2015 is over, long live 2016. When Thursday night roles around, where are you going to be celebrating? Of course it's too late to book a flight now, but for future reference, today's article is going to highlight some good places to celebrate in Asia.
Even though some countries in Asia use a lunar calendar, this is often only used for observing holidays and events like Chinese New Year. Most countries will use the western calendar for day to day life, and will therefore celebrate New Year's Eve on December 31st.
Every country has its own way of celebrating though, so let's take a look at some of them now.
Festivities in Japan start as early as the 29th and last until the 4th, but the 31st is the centrepiece.

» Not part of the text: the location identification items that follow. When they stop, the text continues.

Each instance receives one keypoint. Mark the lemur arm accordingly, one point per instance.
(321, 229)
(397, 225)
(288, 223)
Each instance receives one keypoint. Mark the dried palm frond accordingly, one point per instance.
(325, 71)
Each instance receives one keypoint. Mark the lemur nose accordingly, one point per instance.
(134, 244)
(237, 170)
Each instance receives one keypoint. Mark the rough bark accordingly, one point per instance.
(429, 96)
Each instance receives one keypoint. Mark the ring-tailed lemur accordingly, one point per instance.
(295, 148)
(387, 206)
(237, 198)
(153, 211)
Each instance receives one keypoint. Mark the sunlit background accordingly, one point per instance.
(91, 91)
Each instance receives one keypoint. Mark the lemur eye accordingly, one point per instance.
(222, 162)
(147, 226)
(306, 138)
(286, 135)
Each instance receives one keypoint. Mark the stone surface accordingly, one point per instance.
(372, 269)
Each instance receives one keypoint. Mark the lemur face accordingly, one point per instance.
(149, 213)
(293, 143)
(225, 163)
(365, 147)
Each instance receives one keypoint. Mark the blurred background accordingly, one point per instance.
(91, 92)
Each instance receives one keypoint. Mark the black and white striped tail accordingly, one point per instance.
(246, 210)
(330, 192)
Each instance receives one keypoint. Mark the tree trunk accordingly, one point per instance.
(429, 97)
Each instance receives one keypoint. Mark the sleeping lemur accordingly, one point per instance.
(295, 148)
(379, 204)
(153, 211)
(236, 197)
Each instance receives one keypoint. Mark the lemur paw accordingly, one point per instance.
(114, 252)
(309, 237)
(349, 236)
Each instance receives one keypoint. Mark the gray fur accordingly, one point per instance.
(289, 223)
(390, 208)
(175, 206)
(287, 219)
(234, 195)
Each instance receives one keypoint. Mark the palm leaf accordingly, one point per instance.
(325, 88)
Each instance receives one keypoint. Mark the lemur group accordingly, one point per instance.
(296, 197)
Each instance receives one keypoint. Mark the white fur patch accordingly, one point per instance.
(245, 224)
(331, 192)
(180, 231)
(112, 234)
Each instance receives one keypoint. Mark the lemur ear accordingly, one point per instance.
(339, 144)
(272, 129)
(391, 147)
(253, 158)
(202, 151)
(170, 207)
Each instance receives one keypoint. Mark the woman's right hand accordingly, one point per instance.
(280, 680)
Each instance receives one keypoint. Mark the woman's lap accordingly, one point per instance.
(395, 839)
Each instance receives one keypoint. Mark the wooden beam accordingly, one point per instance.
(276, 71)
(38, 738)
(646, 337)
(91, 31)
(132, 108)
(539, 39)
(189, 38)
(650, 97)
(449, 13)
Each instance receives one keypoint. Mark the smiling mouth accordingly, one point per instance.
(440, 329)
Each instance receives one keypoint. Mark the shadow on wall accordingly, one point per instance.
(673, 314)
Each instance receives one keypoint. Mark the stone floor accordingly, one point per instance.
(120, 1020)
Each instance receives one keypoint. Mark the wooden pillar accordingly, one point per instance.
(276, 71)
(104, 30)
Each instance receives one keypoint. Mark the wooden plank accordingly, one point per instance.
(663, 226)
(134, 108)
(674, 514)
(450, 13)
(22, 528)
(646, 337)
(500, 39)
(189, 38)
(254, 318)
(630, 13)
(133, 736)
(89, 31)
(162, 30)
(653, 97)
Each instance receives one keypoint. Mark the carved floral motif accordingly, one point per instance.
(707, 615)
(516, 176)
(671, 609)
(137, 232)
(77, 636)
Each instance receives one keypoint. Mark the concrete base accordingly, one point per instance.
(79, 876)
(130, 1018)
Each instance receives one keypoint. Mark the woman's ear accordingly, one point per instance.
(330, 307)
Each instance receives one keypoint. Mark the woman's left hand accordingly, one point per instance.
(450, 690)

Tokyo Tower is well known for being at the heart of the activities. You can experience all the usual New Year's celebrations in Tokyo; fireworks, parties, parades, and additionally, bell-ringing throughout the city.
You won't feel like you're missing out should you be in Tokyo, and you'll have a very authentic experience, with a Japanese twist. Incidentally, January 1st is one of only two days per year that the Imperial Palace opens its doors to the public, another reason to spend time in the city for New Year's.
This city-state has a large western population and history to go with it. As such, you won't be surprised to hear that Singapore takes its New Year's celebrations seriously. The marina bay is known for a spectacular fireworks display, and the whole city is alive and kicking during the night.
Many expats never leave Singapore, purely because it feels like a home away from home. How the city rings in the new year is a classic example of this.
Hong Kong is already famous for its bright lights, cityscape, and its evening light shows along the front of Hong Kong Island. This spectacle extends to New Year's Eve, where you can observe some great views from Kowloon. Hong Kong already has a well established nightlife and party-scene, so you can guarantee yourself a good time.
Like Singapore, Hong Kong has a large expat community, and is one of the most international cities in the world.
Once the tallest building in the world, Taipei 101 is the destination of choice for those spending the 31st in Taiwan. What started out as a firework display a decade ago has turned into a full-on concert, with all the most popular singers and bands performing a 30-60 minute set in the build up to midnight. Downtown gets absolutely packed and if you want to get close to the action, you'll need to head to 101 a few hours early.
The firework display itself is unique in that it's launched from a vertical platform (the tower), so the effect is different from cities that might go for a wider display.
The last city on our list, but definitely not the least. The best place to be in Bangkok for New Year's Eve would be the Central World Square, along with hundreds of thousands (you read that right) of others. Watch highlights of celebrations from around the world on big screens, enjoy live concerts, and at midnight, see the city's own firework display.
As you might expect from a party city, the fun doesn't stop at midnight, with plenty of bars and nightclubs filled with revellers.
No Fireworks, No New Year
The recurring theme for all major cities around the world is to have a countdown, and fireworks at midnight (and rightly so!). Finding out how each city varies from there can be an adventure all by itself. One thing that is true for all cities, not just the five above, is that you can definitely ring in the new year in style and get that same feeling you might get back home.